Re: The set of necessary FISONs

On 3/1/25 6:58 AM, WM wrote:

On 28.02.2025 18:25, joes wrote:

Am Fri, 28 Feb 2025 18:04:33 +0100 schrieb WM:

 

Zermelo doesn't say that Z is in Z.

 But he says that the infinite Z exists because of his induction.
 

Therefore we use FISONs without approaching ℕ.

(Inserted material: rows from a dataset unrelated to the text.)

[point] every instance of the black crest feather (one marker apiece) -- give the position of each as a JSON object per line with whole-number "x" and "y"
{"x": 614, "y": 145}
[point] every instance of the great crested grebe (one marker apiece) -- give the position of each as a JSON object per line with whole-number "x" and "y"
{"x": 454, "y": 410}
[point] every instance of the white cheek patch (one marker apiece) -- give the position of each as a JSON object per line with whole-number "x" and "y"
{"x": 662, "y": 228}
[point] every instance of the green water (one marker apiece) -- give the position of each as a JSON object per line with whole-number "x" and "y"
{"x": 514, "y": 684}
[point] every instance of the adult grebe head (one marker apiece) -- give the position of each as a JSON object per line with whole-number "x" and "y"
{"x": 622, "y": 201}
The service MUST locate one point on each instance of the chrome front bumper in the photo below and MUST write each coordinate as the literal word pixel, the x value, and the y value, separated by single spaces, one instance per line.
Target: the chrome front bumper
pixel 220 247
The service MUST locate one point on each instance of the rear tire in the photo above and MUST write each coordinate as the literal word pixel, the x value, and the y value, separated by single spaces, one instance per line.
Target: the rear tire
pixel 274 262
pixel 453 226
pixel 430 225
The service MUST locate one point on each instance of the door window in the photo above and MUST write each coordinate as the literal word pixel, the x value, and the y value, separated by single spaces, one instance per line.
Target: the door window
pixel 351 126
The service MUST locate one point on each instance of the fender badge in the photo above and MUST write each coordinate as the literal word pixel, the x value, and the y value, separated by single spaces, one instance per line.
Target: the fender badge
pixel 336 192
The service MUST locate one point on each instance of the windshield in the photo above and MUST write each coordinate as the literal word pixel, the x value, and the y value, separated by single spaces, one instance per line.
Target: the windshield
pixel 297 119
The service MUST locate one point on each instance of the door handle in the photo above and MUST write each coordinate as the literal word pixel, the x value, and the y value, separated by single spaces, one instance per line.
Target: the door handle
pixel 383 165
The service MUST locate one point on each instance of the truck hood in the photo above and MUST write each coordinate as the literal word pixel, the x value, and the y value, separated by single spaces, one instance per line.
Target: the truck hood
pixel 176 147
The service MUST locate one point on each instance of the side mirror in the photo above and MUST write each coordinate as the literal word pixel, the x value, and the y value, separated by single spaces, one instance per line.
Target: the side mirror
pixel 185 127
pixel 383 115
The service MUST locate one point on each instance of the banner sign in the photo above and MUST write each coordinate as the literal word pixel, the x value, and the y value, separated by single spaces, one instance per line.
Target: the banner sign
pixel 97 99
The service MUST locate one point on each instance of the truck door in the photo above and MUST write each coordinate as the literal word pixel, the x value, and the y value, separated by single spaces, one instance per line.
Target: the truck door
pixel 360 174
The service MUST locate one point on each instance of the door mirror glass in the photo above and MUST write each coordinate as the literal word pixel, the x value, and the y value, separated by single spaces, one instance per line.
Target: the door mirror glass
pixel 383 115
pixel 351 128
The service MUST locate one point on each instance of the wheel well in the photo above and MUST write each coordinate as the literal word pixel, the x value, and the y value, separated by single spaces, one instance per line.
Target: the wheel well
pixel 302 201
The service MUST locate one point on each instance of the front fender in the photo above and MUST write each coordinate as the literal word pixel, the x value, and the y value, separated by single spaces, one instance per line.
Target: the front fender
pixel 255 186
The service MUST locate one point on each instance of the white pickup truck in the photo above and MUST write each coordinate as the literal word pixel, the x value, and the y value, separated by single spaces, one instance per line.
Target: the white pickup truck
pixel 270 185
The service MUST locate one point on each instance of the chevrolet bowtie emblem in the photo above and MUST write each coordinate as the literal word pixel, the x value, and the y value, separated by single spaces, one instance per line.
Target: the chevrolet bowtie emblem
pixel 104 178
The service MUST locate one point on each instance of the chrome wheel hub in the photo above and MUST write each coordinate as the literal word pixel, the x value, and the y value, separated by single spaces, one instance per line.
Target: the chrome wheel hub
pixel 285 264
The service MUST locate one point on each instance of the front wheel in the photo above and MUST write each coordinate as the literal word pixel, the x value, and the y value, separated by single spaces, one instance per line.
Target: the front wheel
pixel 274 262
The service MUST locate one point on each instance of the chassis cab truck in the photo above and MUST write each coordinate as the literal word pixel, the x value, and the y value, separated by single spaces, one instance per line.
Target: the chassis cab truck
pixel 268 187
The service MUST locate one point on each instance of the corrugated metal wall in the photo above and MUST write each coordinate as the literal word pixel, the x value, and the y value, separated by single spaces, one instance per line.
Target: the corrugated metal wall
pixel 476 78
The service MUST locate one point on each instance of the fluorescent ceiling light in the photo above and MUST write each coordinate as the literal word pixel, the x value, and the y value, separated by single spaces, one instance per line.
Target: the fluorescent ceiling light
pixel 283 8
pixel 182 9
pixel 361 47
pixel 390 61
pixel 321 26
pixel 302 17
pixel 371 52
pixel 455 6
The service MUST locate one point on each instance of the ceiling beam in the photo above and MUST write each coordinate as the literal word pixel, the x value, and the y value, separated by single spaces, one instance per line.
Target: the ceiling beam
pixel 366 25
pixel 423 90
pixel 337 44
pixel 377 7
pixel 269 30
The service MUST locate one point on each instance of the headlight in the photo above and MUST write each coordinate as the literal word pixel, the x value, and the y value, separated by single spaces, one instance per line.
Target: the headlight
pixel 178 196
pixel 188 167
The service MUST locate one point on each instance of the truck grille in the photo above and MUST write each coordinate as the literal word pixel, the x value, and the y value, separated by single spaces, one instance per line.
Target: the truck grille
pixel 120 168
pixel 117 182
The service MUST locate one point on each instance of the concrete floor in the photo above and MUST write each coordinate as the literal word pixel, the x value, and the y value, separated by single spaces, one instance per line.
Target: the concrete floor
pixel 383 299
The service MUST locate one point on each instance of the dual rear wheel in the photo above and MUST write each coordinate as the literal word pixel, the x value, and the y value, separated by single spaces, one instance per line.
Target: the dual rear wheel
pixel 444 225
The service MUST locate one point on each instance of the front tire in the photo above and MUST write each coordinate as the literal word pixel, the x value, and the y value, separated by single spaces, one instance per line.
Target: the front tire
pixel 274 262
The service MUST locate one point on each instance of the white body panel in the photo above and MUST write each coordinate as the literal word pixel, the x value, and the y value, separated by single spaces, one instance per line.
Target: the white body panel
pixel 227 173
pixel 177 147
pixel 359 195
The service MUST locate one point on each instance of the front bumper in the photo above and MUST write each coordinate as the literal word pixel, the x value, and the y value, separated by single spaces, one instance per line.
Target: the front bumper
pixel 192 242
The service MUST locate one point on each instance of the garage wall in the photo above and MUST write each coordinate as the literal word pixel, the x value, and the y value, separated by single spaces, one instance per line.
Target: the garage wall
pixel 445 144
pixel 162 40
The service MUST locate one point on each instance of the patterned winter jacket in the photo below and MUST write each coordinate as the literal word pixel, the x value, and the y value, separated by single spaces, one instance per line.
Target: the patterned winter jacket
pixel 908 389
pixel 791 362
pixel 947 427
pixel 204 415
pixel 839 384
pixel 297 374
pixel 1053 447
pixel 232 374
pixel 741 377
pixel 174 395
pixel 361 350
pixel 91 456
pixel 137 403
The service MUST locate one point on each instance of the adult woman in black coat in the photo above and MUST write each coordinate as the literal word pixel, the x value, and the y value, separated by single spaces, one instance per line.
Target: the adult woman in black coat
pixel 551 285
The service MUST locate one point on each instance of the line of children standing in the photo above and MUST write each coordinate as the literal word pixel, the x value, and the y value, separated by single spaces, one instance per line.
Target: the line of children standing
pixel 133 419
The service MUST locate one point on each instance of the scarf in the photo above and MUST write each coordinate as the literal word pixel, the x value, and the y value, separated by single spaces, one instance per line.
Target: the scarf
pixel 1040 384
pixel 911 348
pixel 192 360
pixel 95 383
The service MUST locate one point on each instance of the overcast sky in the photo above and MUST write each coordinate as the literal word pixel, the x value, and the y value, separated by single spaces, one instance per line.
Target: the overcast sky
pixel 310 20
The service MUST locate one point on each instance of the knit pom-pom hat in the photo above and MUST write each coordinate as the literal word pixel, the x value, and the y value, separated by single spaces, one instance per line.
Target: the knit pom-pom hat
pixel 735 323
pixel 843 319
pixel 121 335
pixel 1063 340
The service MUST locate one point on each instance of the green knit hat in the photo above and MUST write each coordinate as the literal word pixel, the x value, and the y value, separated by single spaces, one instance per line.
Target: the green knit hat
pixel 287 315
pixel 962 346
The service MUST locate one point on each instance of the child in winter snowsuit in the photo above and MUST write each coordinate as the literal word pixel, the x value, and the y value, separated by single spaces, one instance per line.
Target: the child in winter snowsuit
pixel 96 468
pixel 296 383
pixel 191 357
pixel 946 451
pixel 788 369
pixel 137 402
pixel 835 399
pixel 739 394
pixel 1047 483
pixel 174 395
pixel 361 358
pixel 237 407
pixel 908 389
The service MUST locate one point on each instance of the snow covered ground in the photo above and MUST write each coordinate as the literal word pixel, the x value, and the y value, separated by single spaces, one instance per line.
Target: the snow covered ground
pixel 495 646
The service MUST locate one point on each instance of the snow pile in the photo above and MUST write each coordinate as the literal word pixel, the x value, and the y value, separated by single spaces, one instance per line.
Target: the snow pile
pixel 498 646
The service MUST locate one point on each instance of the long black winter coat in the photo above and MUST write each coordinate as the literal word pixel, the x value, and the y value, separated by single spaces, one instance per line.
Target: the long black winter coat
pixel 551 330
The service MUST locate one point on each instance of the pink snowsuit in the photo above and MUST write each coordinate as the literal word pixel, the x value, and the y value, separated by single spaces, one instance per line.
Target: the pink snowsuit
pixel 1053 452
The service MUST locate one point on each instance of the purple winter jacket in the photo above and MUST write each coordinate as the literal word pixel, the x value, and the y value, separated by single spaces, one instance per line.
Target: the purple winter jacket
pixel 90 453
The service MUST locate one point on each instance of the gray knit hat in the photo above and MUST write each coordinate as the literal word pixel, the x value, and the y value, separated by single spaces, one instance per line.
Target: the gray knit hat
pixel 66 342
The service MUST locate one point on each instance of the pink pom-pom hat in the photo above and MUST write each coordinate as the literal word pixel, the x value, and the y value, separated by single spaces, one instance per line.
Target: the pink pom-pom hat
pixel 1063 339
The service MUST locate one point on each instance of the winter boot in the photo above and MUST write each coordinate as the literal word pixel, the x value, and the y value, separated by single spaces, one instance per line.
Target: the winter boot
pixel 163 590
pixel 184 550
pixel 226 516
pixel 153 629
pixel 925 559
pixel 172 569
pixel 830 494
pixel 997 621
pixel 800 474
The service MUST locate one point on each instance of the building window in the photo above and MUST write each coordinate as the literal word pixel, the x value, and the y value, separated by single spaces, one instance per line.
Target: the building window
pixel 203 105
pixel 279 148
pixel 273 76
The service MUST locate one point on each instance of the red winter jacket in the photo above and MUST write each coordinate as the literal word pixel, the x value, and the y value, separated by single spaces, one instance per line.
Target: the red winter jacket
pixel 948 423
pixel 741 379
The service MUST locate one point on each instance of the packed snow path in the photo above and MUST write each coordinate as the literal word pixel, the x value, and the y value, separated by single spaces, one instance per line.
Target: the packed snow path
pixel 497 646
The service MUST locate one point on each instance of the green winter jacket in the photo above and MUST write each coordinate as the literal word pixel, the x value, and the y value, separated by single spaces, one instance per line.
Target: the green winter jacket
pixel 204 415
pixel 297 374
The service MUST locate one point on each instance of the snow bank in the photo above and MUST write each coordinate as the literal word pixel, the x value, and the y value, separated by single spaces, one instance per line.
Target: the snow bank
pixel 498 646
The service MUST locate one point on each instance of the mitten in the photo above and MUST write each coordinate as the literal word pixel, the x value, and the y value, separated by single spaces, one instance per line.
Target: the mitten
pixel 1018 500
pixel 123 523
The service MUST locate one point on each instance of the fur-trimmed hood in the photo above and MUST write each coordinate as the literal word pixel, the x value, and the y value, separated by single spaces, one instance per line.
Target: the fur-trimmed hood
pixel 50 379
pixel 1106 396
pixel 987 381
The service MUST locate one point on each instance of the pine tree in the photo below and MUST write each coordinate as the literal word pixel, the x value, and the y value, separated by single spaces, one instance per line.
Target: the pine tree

They do reach N in the limit.

 No. ∀n ∈ ℕ_def: |ℕ \ {1, 2, 3, ..., n}| = ℵo. Note for all! The limit cannot exist without bridging this infinite gap.
 REgards, WM
 

But what is "n" in the above definition?
That you can't talk about that, shows your definition is incomplete.
Note, the value AT the limit, and the values appraching the limit of things can be different.
And, that disappearance of the infininte above each n is one of those things,
You are just showing that you don't understand what you are talking about, and are stuck with assumptions that only work in finite systems, that blow up your logic when you move to the infinite.
It is a very basic fact that as we broaden into higher orders of the infinite, some of the properties of the finite or lower orders no longer apply, and to assume they do breaks your system.
That fact that you are stuck in a Naive Logic system using Naive Mathematics says that you just can't bridge to infinity, as it breaks your Naive assumptions.